Савин привел с собою шестерку лошадей, которых поместил в конюшнях Бретшнейдера.
Здесь, в татерсале, он познакомился с барышником, евреем Зингером.
Новому знакомцу он заявил, что в Москве на конюшнях его матери стоят еще десять прекрасных рысаков, и жена его, оказавшаяся госпожой Мейеркот, подтвердила слова мужа и добавила, что она неоднократно каталась на этих рысаках и даже сама правила.
Зингер польстился на дешевую покупку и купил у Савина 16 лошадей – шесть, находившихся в Берлине, и десять в Москве – за 16 000 марок.
Для того, чтобы дать Савину возможность привезти лошадей из Москвы, Зингер дал ему 6000 марок.
К величайшему удивлению своему, он встретил Савина через несколько дней на улице.
– Разве вы не уехали? – спросил.
В ответ на это Савин объяснил ему, что «жена» его, она же госпожа Мейеркорт, ужасно расточительна и растратила все деньги на покупки, но если Зингер выдаст ему еще 2000 марок, то он, Савин, сейчас выедет в Москву.
Зингер согласился, но для того, чтобы жена не отняла снова у Савина деньги, Зингер хотел вручить ему их на вокзале перед отходом поезда.
Поезд ушел в положенный час, но не увез Савина, не явившегося на вокзал.
Зингер бросился в гостиницу, но оказалось, что Савин покинул гостиницу, забыв заплатить по счету 249 марок и возвратить швейцару взятые у него 600 марок, оставив на память о себе сундук с двумя старыми книгами.
Госпожа Мейеркорт, кроме номера в гостинице «Принц Вильгельм», занимала еще номер в «Центральной» гостинице и потому могла «выехать» еще с большею легкостью.
Савин намеревался покинуть не только гостиницу, но и Берлин, но был арестован вместе со своею сожительницею.
Не чувствуя за собой никакой вины, Савин ужасно оскорбился арестом и так убедительно сумел доказать свою невиновность, что был освобожден.
Так как при нем было найдено 2800 марок (правда, не в кармане, а в чулке, но все-таки при нем), то он и мог доказать, что не имел никакой надобности скрываться, имея возможность уплатить все по счету.
Первым делом освобожденного Савина было обратиться к редакциям газет с требованием поместить опровержение известий, «позорящих» его честь.
Некоторые редакции не согласились, и тогда он явился туда лично и обещал прислать к редакторам своих секундантов.
Но пока Савин восстанавливал свою опороченную репутацию, берлинская полиция снеслась с полицией других европейских столиц и сочла себя вынужденною, на основании добытых сведений, арестовать Савина и его сожительницу вторично.

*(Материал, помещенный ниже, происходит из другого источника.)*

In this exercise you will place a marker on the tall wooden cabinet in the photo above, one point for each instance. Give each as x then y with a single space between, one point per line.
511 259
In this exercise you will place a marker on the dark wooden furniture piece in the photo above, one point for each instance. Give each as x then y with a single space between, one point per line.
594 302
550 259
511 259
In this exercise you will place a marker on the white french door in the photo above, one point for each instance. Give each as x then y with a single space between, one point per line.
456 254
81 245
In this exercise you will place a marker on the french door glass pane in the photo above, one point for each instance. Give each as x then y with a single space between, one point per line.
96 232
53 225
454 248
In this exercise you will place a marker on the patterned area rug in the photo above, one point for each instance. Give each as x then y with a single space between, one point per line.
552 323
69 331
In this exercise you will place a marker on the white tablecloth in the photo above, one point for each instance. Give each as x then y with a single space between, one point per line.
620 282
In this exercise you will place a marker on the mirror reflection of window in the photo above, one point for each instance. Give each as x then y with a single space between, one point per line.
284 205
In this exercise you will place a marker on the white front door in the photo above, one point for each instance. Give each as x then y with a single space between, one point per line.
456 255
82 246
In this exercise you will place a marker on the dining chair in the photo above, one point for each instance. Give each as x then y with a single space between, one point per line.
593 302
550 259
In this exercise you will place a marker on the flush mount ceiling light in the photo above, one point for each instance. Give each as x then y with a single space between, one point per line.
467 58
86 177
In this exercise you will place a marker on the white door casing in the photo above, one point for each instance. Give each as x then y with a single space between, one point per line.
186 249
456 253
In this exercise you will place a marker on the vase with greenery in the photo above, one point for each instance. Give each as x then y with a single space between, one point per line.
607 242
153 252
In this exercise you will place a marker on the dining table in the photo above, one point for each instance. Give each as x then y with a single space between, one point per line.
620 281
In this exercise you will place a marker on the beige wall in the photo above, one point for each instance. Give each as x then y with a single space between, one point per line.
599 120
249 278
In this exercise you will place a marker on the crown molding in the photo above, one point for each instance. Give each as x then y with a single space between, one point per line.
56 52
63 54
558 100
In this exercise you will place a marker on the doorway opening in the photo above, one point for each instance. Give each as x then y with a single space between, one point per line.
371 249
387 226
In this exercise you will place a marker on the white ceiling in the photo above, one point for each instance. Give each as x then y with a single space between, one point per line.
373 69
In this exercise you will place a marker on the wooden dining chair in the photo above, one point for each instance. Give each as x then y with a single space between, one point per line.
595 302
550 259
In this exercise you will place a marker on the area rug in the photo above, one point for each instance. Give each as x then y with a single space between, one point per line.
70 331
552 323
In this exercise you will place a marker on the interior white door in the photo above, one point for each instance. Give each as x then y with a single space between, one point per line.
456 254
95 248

На этот раз их не освободили, и они 26 августа (7 сентября) 1889 года предстали перед судом Берлинского ландгерихта.
Савин обвинялся во многократных обманах, в попытках к мошенничеству, в угрозах к редакторам газет и, наконец, в нарушении таможенных правил, так как в Ахене он заявил таможне, что везет свою шестерку лошадей в Париж.